Omni Treats 140,000 Barrels of Produced Water from Fracking

Omni Hippo

by | Sep 18, 2013

Omni HippoSince June, Omni Water Solutions has treated more than 140,000 barrels of Marathon Oil’s flowback and produced water in Texas’ Eagle Ford shale to reduce boron and enable re-use of the cleaned water for drilling and hydraulic fracturing, or fracking.

Marathon Oil has been using Omni’s Hippo mobile water treatment unit in a water recycling pilot project to convert produced water into fresh water, clean brine and hydro-carbon streams. The pilot’s goal was to reduce boron levels from 90 parts per million to less than 5 parts per million in the fresh water stream.

Omni says its Hippo met the goal, treating more than 140,000 barrels to date, with results verified by analysis from three different independent labs.

The 2,500-barrel per day and 10,000-barrel per day Hippo systems for treating brackish, flowback and produced water come equipped with the company’s patented OctoZone technology. The real-time sense and respond automation system enables oil and gas operators to treat and re-use water at a lower cost with more consistent results, the company says. After treatment through the platform, the water can be re-used in subsequent drilling and completions instead of lost to disposal.
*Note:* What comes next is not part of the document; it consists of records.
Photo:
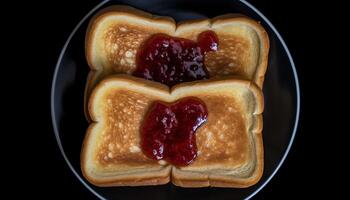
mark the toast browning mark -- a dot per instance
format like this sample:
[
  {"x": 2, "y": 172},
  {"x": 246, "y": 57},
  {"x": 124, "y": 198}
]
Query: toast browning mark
[
  {"x": 122, "y": 43},
  {"x": 124, "y": 111},
  {"x": 230, "y": 59},
  {"x": 221, "y": 140}
]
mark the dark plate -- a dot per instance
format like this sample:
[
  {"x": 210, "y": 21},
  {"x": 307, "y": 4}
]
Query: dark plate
[{"x": 281, "y": 91}]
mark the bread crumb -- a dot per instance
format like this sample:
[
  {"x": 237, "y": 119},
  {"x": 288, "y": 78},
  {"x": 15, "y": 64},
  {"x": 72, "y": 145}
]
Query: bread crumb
[
  {"x": 128, "y": 54},
  {"x": 162, "y": 162},
  {"x": 134, "y": 149}
]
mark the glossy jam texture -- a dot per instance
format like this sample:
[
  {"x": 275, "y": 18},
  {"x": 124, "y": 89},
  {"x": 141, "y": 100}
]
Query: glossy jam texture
[
  {"x": 168, "y": 131},
  {"x": 170, "y": 60}
]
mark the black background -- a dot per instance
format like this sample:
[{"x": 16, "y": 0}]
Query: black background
[{"x": 308, "y": 31}]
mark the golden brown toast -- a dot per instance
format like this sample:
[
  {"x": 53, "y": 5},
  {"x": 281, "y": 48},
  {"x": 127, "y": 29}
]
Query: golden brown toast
[
  {"x": 230, "y": 150},
  {"x": 115, "y": 34}
]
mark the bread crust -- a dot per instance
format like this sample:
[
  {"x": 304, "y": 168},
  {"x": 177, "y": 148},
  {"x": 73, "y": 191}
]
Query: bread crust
[{"x": 191, "y": 179}]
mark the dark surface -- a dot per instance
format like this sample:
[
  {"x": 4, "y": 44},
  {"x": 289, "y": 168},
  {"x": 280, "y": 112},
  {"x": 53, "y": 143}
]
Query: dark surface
[
  {"x": 279, "y": 91},
  {"x": 300, "y": 176}
]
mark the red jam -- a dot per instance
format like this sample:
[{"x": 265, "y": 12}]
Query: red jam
[
  {"x": 170, "y": 60},
  {"x": 168, "y": 131}
]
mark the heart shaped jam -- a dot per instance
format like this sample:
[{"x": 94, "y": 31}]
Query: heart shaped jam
[
  {"x": 170, "y": 60},
  {"x": 168, "y": 131}
]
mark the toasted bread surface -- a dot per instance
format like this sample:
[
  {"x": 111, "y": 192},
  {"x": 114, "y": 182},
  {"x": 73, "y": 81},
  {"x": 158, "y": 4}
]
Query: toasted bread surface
[{"x": 230, "y": 152}]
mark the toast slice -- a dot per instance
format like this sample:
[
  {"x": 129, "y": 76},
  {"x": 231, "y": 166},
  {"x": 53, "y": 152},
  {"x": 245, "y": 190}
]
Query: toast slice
[
  {"x": 230, "y": 149},
  {"x": 115, "y": 35}
]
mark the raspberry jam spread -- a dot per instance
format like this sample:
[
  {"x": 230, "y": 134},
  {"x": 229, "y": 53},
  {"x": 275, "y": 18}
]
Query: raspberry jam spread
[
  {"x": 168, "y": 131},
  {"x": 170, "y": 60}
]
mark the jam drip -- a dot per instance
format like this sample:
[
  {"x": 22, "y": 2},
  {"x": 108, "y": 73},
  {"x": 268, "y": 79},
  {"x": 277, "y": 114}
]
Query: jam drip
[
  {"x": 170, "y": 60},
  {"x": 168, "y": 131}
]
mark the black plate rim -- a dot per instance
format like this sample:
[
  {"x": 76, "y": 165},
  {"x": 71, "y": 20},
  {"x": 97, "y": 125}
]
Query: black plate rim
[{"x": 296, "y": 81}]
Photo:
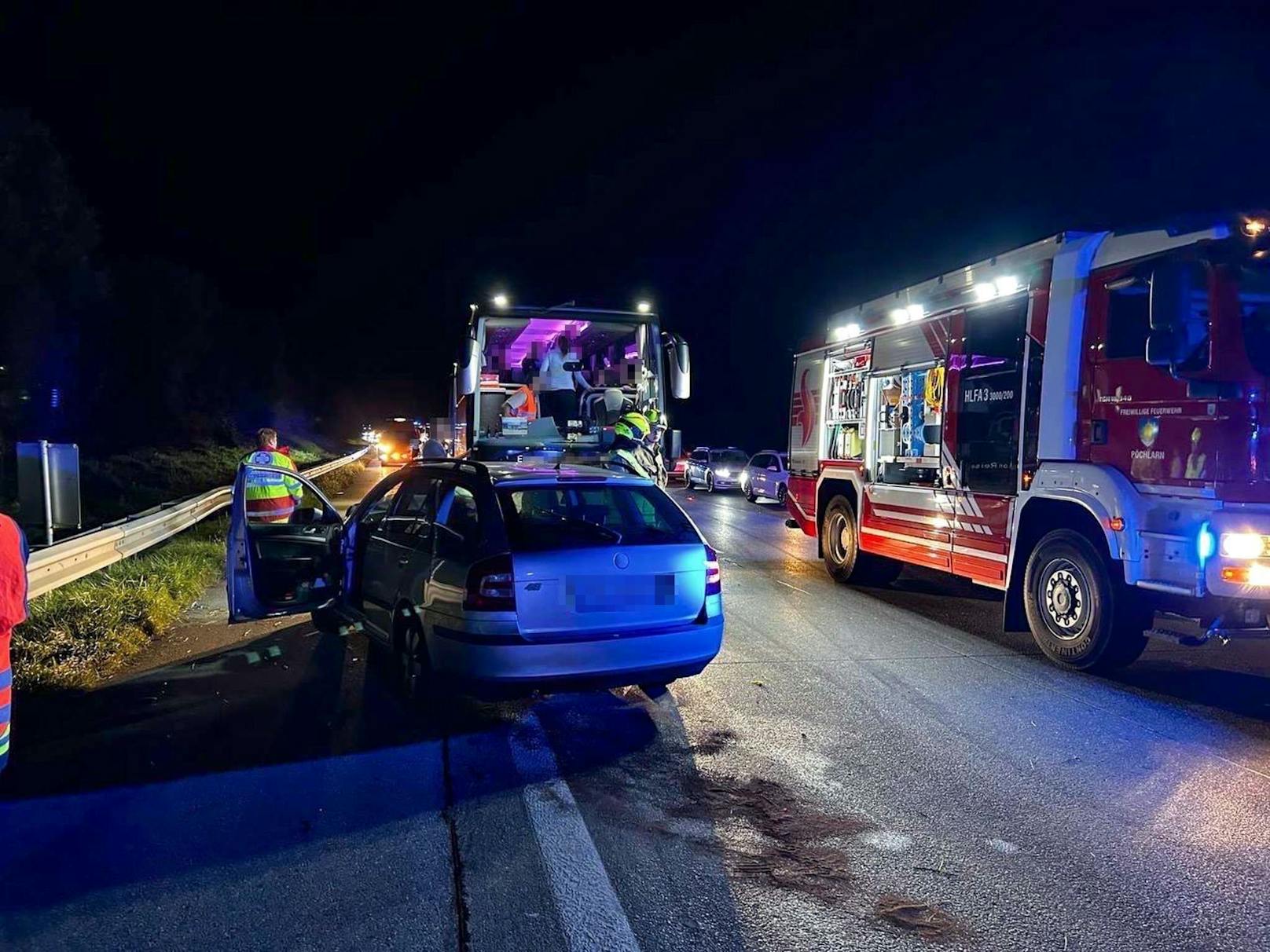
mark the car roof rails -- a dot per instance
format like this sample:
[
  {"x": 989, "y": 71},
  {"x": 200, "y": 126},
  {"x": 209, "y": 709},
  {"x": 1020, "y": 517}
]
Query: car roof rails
[{"x": 457, "y": 463}]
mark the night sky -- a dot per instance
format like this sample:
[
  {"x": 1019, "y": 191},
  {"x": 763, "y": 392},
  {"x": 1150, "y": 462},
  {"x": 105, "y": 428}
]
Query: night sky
[{"x": 750, "y": 171}]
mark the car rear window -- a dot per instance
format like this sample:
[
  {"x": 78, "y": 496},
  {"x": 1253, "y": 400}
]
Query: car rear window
[{"x": 602, "y": 514}]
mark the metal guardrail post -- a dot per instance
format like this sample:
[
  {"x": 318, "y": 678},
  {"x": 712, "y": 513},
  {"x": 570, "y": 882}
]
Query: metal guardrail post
[{"x": 83, "y": 555}]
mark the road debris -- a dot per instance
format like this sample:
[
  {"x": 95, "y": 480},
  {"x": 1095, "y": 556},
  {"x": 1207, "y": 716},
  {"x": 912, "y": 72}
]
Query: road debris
[
  {"x": 715, "y": 741},
  {"x": 791, "y": 852},
  {"x": 926, "y": 919}
]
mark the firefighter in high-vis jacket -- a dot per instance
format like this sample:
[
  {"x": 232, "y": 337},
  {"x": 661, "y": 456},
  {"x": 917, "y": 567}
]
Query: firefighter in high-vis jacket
[
  {"x": 13, "y": 612},
  {"x": 628, "y": 453},
  {"x": 655, "y": 445},
  {"x": 271, "y": 496}
]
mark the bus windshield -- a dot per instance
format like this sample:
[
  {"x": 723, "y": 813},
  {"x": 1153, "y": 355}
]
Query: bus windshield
[{"x": 602, "y": 356}]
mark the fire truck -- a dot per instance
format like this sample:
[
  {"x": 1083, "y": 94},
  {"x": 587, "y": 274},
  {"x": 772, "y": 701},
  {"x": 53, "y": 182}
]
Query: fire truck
[{"x": 1080, "y": 423}]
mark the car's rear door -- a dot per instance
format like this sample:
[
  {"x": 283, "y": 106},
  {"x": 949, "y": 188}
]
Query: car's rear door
[
  {"x": 281, "y": 568},
  {"x": 395, "y": 542},
  {"x": 456, "y": 540},
  {"x": 417, "y": 503}
]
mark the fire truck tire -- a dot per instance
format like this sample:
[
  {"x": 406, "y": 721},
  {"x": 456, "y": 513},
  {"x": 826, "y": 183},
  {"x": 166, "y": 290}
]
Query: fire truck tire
[
  {"x": 327, "y": 620},
  {"x": 842, "y": 555},
  {"x": 1081, "y": 616}
]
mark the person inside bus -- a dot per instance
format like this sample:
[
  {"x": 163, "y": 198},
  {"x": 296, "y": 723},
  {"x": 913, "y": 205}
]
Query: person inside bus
[
  {"x": 558, "y": 395},
  {"x": 522, "y": 401}
]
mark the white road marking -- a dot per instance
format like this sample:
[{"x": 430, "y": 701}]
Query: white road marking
[
  {"x": 585, "y": 899},
  {"x": 791, "y": 587},
  {"x": 888, "y": 840}
]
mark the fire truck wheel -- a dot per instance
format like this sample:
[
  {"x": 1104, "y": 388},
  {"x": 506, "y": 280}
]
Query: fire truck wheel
[
  {"x": 1080, "y": 614},
  {"x": 842, "y": 555}
]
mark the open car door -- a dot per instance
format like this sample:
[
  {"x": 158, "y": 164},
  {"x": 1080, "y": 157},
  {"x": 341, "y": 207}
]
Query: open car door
[{"x": 282, "y": 568}]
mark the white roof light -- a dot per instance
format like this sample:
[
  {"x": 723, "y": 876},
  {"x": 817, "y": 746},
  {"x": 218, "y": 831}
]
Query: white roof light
[{"x": 1008, "y": 284}]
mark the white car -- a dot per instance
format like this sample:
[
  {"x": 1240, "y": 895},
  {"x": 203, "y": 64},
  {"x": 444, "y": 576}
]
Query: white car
[
  {"x": 765, "y": 476},
  {"x": 715, "y": 469}
]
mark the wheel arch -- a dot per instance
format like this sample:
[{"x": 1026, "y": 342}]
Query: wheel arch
[{"x": 1039, "y": 515}]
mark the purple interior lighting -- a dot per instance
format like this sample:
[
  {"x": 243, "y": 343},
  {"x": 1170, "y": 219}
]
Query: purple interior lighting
[{"x": 542, "y": 331}]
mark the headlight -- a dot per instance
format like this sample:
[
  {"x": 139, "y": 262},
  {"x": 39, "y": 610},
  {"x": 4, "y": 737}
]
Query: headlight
[{"x": 1245, "y": 545}]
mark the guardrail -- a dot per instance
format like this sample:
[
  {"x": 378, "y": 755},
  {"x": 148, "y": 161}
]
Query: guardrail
[{"x": 72, "y": 558}]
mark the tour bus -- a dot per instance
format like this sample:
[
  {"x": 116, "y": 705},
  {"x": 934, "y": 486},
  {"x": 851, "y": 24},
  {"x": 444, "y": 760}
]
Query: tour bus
[
  {"x": 622, "y": 361},
  {"x": 1081, "y": 423}
]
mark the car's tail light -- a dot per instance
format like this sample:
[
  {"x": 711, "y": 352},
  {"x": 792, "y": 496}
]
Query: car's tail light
[
  {"x": 714, "y": 577},
  {"x": 490, "y": 587}
]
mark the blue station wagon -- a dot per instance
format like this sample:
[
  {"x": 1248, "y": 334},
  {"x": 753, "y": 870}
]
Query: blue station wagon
[{"x": 480, "y": 575}]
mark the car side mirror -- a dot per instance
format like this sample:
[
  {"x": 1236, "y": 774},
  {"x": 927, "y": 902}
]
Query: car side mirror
[
  {"x": 469, "y": 367},
  {"x": 306, "y": 515}
]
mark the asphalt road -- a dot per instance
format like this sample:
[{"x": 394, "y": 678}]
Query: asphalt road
[{"x": 860, "y": 768}]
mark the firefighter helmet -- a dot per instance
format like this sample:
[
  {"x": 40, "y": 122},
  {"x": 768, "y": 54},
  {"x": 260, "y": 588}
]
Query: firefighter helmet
[{"x": 633, "y": 426}]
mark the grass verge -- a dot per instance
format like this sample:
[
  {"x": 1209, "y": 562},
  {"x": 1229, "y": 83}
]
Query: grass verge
[
  {"x": 340, "y": 480},
  {"x": 86, "y": 631}
]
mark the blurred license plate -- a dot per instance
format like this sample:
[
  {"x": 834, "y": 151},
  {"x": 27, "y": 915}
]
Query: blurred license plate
[{"x": 607, "y": 593}]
Water treatment and technology companies stand to grow their profits as oil and gas companies feel the pressure to cut their freshwater use in Texas and other dry areas of the country — where much of the fracking is happening.

Earlier this month Select Energy Services and Fountain Quail Water Management formed a joint venture to expand their oilfield and shale gas water treatment and recycling services. The companies have completed a recycling project in Texas’ Permian region for a large, public, independent E&P company, which the companies say has successfully treated and recycled nearly 300,000 barrels of water on site.

Last month Global Industrial Water began a 14-day trial to find a treatment or series of treatments whereby produced water from oil and gas operations can be reused in fracking, as well as for agricultural, municipal and industrial uses.

ThermoEnergy and STW Resources in July completed a successful pilot test of ThermoEnergy’s TurboFrac produced water recycling system at a major oil producer’s site near Midland, Texas.

And researchers at the University of Texas at San Antonio and Southwest Research Institute are investing $200,000 in new research to develop a low-cost method to treat flow-back water following fracking. Over the next year, the researchers will use an inexpensive charcoal product called biochar for the water treatment method. It will be tested on water samples from the Eagle Ford Shale.